Do you remember Konga? The acquisition of Konga is considered by some venture capitalists as down rounds. Other companies are seen as utter failures. The utter failures are companies that have not been able to attract the fund they require in order to fly. This is part of the world of venture capital. They understand it so well. If you are nursing the idea of a startup, you should understand it too.
Anyway, according to the Nigerian Communications Commission, NCC, there are over 700 active startups in Lagos. But not all of them have the funds to scale. Not all of them will get the fund to spread. Not all of them will get the fund to become unicorns. Some of them would die. Some of them would dry. Some of them would thrive.
For instance, the following companies got some funds recently from venture capitalists. Andela got $40 million. Terragon Group received $5million. Cars45 accepted $5million. Others are Rensource which received $3.5 million. Flutterwave got $10 million. Paystack collected $1.3 million.

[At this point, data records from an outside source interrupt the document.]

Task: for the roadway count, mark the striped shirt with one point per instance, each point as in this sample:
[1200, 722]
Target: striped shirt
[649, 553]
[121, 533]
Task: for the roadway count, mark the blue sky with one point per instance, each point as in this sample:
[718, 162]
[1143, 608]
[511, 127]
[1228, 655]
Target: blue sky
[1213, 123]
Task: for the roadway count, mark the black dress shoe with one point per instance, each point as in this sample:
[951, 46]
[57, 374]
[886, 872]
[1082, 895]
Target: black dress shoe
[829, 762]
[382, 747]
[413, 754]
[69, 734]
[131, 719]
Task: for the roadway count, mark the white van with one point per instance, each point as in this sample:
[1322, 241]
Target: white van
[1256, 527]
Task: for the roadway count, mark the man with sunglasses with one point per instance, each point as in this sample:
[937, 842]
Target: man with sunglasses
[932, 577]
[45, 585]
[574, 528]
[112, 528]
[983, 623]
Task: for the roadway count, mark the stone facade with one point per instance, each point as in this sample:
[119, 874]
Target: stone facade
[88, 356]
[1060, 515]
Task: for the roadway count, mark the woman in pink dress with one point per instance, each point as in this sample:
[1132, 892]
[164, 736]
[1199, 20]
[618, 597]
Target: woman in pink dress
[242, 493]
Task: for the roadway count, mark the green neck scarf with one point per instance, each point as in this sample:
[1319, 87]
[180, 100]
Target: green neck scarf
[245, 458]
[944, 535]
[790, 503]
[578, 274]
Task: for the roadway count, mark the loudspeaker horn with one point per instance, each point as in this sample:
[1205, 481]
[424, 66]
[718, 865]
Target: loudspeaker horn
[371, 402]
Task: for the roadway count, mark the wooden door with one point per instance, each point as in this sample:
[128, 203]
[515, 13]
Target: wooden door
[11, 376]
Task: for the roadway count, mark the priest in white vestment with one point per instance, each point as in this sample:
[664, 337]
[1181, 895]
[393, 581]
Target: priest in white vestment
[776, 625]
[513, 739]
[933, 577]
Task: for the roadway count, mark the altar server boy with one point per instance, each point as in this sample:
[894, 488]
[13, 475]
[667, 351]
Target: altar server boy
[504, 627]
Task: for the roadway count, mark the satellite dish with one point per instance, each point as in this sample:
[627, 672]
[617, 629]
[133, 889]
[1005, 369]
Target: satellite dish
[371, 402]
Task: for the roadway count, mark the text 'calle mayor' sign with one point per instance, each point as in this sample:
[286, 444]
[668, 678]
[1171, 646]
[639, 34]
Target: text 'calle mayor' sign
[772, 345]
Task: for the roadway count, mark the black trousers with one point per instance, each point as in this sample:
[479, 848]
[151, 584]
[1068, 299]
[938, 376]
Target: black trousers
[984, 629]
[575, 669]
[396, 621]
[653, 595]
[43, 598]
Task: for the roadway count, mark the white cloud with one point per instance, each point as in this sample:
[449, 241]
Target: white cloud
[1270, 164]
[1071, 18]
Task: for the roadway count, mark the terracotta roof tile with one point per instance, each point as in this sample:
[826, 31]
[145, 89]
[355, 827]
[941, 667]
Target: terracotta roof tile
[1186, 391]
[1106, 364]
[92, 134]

These rounds of funding have demonstrated that there is huge potential in the Nigerian ecosystem. But we have a few success stories. One of these successes is SystemSpecs, the wholly-Nigerian software powerhouse behind Remita, HumanManager and Paylink. The company recently moved into its own purpose-built headquarters in Lagos.

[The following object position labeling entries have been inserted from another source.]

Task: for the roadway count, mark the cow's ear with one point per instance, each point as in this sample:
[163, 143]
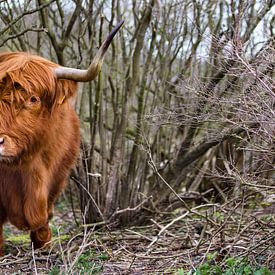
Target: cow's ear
[65, 89]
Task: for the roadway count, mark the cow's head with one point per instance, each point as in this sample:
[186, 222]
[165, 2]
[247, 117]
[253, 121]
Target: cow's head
[32, 91]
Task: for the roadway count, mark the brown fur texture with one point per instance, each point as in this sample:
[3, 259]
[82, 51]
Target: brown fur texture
[39, 142]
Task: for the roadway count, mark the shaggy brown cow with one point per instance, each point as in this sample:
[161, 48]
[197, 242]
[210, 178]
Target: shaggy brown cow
[39, 137]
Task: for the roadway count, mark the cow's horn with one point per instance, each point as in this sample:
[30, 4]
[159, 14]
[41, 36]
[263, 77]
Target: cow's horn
[93, 70]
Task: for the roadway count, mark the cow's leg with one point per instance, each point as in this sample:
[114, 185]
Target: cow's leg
[36, 202]
[55, 192]
[41, 236]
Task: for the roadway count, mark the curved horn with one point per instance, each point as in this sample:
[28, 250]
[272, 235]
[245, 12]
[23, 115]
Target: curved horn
[94, 68]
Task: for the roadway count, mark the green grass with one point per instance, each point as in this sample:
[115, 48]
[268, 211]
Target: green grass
[232, 266]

Nevertheless, according to Ecosystem report and ranking 2017 produced by startup genome in collaboration with the Global Entrepreneurship Network (GEN), the Lagos startup ecosystem is worth $2 billion. Lagos has one of the highest rates of founders who have an undergraduates degree (59%) and those that have a technical background (93%).
But all of these have not been able to disrupt the industry. Sean Burrowes, the Chief Operating Officer of Ingressive, Africa’s premier ecosystem the architect told me that the fintech companies “are doing the same thing”. Burrowes expects disruption in different areas, not necessarily “payment or remittances”.
For Nigeria to get more unicorns, the fintech ecosystem requires huge capital investments. This will help the startups to become unicorns and not down rounds or utter failures!
In an interview with Forbes Africa recently, Emilia Asim-Ita, CEO, AML Practice, a content, talent and resource advisory firm, said the startup ecosystem in Nigeria is stagnating. She could not give empirical evidence. She, however, pointed out that industry or sector that is not growing, that has not disrupted any new industry, that has not recorded any significant growth and sustainability, or even some of its biggest ideas cannot be growing. “That is why I would say that it is stagnant.”
The industry is stagnant because the “right infrastructure to support the startups is not available,” Seyi Tinubu, founder and CEO of Loatsad Promo media explained. The infrastructure bottleneck is another story for another day.
But the figure from the National Bureau of Statistics [NBS] has indicated that Nigeria has 200 million people. This shows that Nigeria is still the biggest market; as such, Nigeria is the only market in Africa that is likely to produce more unicorns.
For Nigeria to get more unicorns, the fintech ecosystem requires huge capital investments. This will help the startups to become unicorns and not down rounds or utter failures!